Дома все по-прежнему. Кроме того, что оживление отца спало, и Оля знает почему. Причина его дружелюбия и любви ко всему миру заключалась вовсе не в том, что он нашел деньги на свой проект. Это все встреча с Маней! Стирая кровь с ее коленок, забалтывая бедную дурочку, угощая ее шоколадом, он уже знал, что сделает с ней. Все события предстают перед Олей в их истинном свете, и безжалостнее всего в его лучах выглядят они с мамой – две наивные курицы, радующиеся сытой умиротворенности своего мучителя.

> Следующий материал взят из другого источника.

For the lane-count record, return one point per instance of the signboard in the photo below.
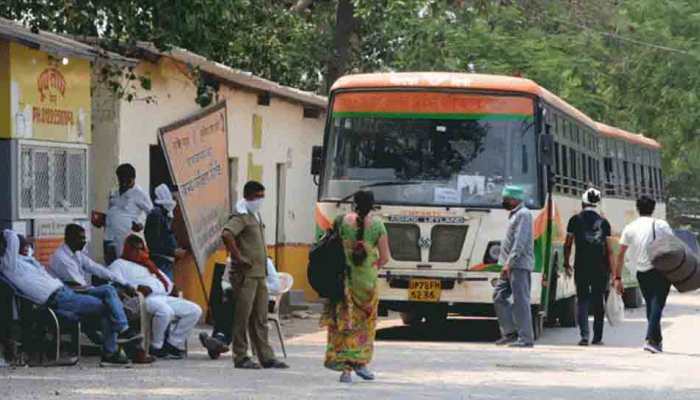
(196, 149)
(49, 96)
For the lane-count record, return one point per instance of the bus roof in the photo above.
(458, 80)
(617, 133)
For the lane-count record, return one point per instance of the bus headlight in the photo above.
(493, 251)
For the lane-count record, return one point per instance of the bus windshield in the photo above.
(433, 158)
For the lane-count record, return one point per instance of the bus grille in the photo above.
(403, 242)
(447, 241)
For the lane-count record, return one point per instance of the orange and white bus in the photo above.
(437, 149)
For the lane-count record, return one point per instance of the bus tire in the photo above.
(632, 297)
(436, 315)
(567, 312)
(410, 318)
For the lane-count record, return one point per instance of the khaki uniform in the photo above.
(249, 288)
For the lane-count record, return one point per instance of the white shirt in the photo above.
(26, 273)
(637, 236)
(125, 209)
(70, 266)
(136, 275)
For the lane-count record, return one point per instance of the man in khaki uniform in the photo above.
(244, 237)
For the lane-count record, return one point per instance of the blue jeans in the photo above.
(655, 288)
(109, 297)
(85, 306)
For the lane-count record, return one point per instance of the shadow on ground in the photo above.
(452, 330)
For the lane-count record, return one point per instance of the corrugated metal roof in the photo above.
(238, 77)
(55, 44)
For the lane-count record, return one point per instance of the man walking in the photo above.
(244, 238)
(518, 259)
(590, 232)
(128, 207)
(635, 240)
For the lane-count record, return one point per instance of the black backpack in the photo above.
(594, 239)
(327, 264)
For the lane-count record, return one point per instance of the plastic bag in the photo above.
(615, 308)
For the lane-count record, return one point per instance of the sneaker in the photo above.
(519, 344)
(346, 377)
(142, 358)
(246, 363)
(129, 336)
(116, 359)
(276, 364)
(364, 373)
(507, 339)
(168, 352)
(652, 348)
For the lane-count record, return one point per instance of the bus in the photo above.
(437, 149)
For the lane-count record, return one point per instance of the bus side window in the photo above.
(557, 168)
(565, 168)
(574, 174)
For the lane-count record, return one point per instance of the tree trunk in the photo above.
(344, 28)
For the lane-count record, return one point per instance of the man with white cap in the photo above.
(518, 261)
(590, 233)
(159, 233)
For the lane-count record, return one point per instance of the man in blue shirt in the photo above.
(518, 261)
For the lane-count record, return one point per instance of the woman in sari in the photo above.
(351, 322)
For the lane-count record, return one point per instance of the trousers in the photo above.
(88, 306)
(591, 292)
(516, 316)
(655, 288)
(183, 314)
(250, 316)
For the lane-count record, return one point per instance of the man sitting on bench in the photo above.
(33, 281)
(72, 266)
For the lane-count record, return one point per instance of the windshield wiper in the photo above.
(379, 184)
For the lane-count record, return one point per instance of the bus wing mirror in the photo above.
(547, 149)
(316, 160)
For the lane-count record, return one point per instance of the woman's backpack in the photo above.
(327, 264)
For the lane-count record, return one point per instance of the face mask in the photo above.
(254, 206)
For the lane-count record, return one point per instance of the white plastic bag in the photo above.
(615, 308)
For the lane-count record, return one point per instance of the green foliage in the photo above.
(632, 64)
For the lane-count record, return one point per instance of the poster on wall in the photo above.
(196, 149)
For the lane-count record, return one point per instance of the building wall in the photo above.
(263, 139)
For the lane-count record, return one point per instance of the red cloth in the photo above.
(141, 257)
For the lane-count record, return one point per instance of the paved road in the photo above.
(454, 364)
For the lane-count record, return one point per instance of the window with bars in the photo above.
(52, 180)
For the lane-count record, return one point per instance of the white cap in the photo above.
(591, 197)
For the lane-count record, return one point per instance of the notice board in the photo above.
(196, 150)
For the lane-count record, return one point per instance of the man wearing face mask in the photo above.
(244, 237)
(159, 233)
(518, 260)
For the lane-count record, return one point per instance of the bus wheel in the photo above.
(632, 297)
(410, 318)
(436, 315)
(567, 312)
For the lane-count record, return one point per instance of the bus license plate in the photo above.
(426, 290)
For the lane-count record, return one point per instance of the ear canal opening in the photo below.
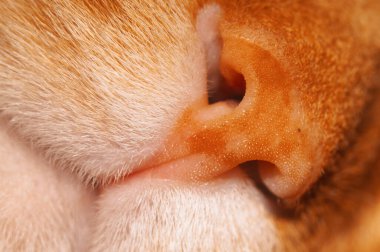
(229, 87)
(251, 168)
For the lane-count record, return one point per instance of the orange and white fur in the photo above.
(189, 125)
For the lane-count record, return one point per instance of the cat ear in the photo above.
(269, 124)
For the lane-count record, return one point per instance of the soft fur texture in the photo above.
(91, 91)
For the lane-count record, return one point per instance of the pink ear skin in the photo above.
(211, 139)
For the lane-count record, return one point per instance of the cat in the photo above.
(189, 125)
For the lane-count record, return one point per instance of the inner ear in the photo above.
(219, 88)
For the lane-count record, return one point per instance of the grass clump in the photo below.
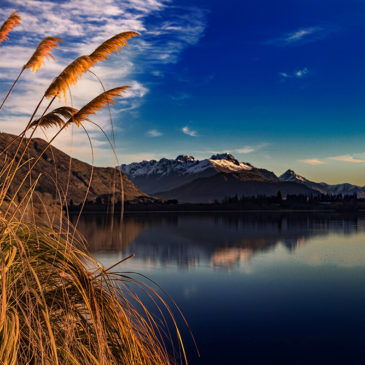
(57, 304)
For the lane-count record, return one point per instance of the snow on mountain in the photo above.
(290, 175)
(165, 174)
(184, 165)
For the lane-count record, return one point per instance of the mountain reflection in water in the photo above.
(223, 240)
(255, 288)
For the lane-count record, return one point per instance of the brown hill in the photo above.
(54, 170)
(224, 185)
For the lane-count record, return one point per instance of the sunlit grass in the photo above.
(57, 304)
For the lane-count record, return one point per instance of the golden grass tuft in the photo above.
(71, 74)
(106, 98)
(53, 119)
(59, 306)
(8, 25)
(43, 51)
(68, 77)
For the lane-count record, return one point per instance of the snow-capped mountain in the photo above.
(344, 189)
(166, 174)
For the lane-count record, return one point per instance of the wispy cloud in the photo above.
(301, 35)
(181, 96)
(154, 133)
(84, 24)
(249, 149)
(298, 74)
(347, 158)
(189, 132)
(314, 161)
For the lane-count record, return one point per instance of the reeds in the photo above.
(71, 74)
(43, 51)
(57, 304)
(56, 309)
(8, 25)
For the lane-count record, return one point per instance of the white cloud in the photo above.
(181, 96)
(302, 35)
(154, 133)
(84, 24)
(314, 161)
(347, 158)
(298, 74)
(189, 132)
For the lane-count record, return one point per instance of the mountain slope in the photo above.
(323, 188)
(164, 175)
(223, 185)
(54, 166)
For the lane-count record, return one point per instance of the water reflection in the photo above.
(220, 240)
(256, 289)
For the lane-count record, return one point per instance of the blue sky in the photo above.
(280, 84)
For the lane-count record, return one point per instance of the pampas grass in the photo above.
(43, 51)
(57, 304)
(8, 25)
(71, 74)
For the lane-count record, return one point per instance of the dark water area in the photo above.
(267, 288)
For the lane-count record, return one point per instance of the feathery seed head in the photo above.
(12, 21)
(43, 51)
(97, 103)
(69, 76)
(53, 119)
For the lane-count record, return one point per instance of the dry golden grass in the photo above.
(53, 119)
(106, 98)
(8, 25)
(71, 74)
(57, 304)
(43, 51)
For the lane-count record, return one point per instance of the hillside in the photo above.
(224, 185)
(167, 174)
(323, 188)
(54, 167)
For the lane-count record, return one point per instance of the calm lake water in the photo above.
(255, 288)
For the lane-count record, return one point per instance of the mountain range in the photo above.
(60, 173)
(190, 180)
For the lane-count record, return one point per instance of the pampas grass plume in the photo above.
(12, 21)
(43, 51)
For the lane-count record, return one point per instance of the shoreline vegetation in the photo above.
(336, 203)
(57, 304)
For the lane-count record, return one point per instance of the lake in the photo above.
(271, 288)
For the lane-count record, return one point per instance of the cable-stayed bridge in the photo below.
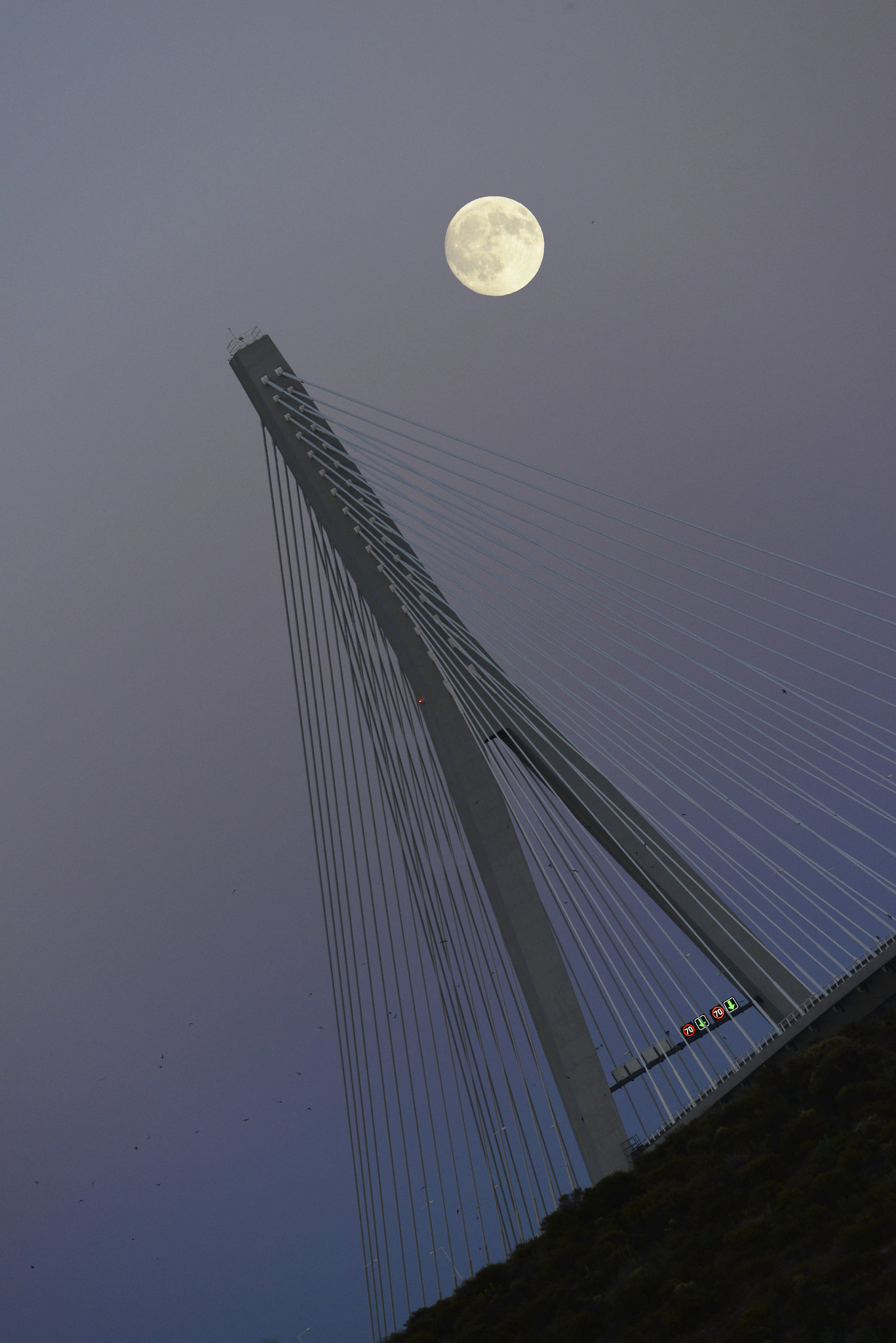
(604, 813)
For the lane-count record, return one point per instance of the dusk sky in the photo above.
(711, 333)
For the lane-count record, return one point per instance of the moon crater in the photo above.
(495, 245)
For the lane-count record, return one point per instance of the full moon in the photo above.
(495, 245)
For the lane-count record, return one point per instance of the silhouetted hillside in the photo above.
(770, 1218)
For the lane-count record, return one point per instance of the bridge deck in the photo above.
(855, 995)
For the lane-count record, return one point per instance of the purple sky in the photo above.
(712, 332)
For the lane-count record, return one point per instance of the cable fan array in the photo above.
(741, 700)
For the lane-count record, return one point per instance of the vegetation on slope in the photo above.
(770, 1218)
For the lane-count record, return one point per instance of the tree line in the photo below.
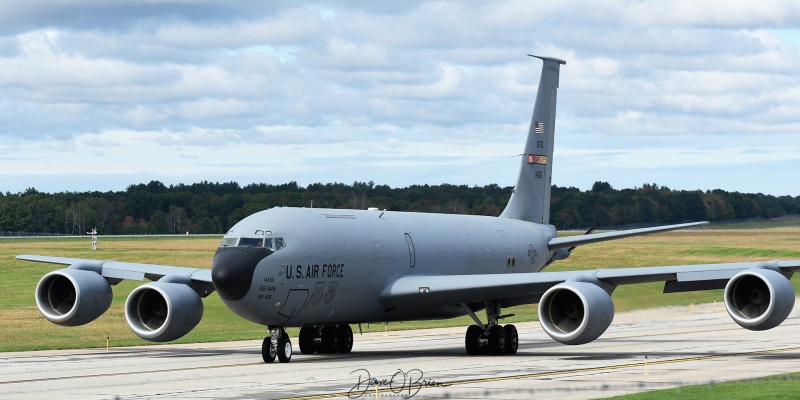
(212, 207)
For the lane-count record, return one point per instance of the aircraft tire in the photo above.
(328, 342)
(306, 339)
(497, 340)
(512, 339)
(472, 340)
(284, 348)
(267, 352)
(344, 340)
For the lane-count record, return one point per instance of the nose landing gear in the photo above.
(276, 344)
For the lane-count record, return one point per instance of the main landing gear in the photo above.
(276, 344)
(326, 339)
(491, 338)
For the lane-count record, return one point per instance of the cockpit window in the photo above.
(228, 242)
(251, 242)
(273, 244)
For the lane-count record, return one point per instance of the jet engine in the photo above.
(163, 311)
(759, 299)
(73, 297)
(575, 312)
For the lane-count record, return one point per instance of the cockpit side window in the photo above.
(251, 242)
(228, 242)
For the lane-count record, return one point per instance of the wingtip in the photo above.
(558, 60)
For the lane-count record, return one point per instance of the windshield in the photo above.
(273, 244)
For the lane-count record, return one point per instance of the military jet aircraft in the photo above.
(325, 269)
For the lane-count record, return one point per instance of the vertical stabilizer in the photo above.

На чердак Оля больше не ходит. Он осквернен, изгажен. У нее не хватает сил даже выкинуть плед в следах крови. Пусть это сделает Димка, думает она. Ему все равно. Это ведь не его папа.

Отец перестал называть ее Лелей. Оля иногда ловит на себе его спокойный взгляд – слишком спокойный, как будто он уже что-то решил про себя и теперь только ждет подходящего часа.

На четвертый день после встречи на чердаке раздается стук в калитку. Стучат громко, требовательно. Оля выходит и видит на улице Маню в ее любимой школьной юбке, перепачканной мороженым.

– Ты? – выдавливает девочка. – Пошла вон!

– Сама пошла! – бесстрашно отзывается Пудра. – Я плевала на тебя!

И действительно, харкает в сторону Оли. Плевок не долетает и падает на землю между ними.

– Дядя Коля! Дядя Коля! – взывает Маня в полный голос.

На пороге появляется отец.

– Ба! Ты еще откуда? Тебе чего?

– Шоколаду хочу! – капризно кричит Пудра. – Ты мне обещал шоколад!

Отец оттягивает резинку домашних штанов и резко отпускает. Щелчок звучит как выстрел.

– Домой иди, Мария, – советует он. – А шоколадом я тебя в другой раз угощу.

– Не хочу в другой! Дай сейчас! Ы-ы-ы-ы!

Оля понимает, что с минуты на минуту разразится один из тех сумасшедших скандалов, которыми славится Пудра. Отец оказывается возле калитки быстрее, чем Оля успевает моргнуть. Его приглушенный голос бубнит что-то неразборчиво – и Маня внезапно успокаивается.

– Обещаешь? – громко спрашивает она.

Отец отвечает коротким кивком.

Оля смотрит вслед уходящей Пудре и думает, что это был не последний ее визит. Теперь она знает, где брать шоколад.


Проходит два дня. Вечером к ним снова стучат, но на этот раз, едва увидев из окна, кто пришел, Оля не выходит из своей комнаты. Зоя Шаргунова маячит за оградой, и слепые ее бельма в сумраке похожи на два бильярдных шара, удачно забитых в лузы. Кажется, если присмотреться, можно даже различить цифры на каждом из них. Бильярдный стол стоит в том кафе, что пороскошнее, и пару раз их с Димкой пускал поиграть пьяненький хозяин, пока кто-то не порвал сукно.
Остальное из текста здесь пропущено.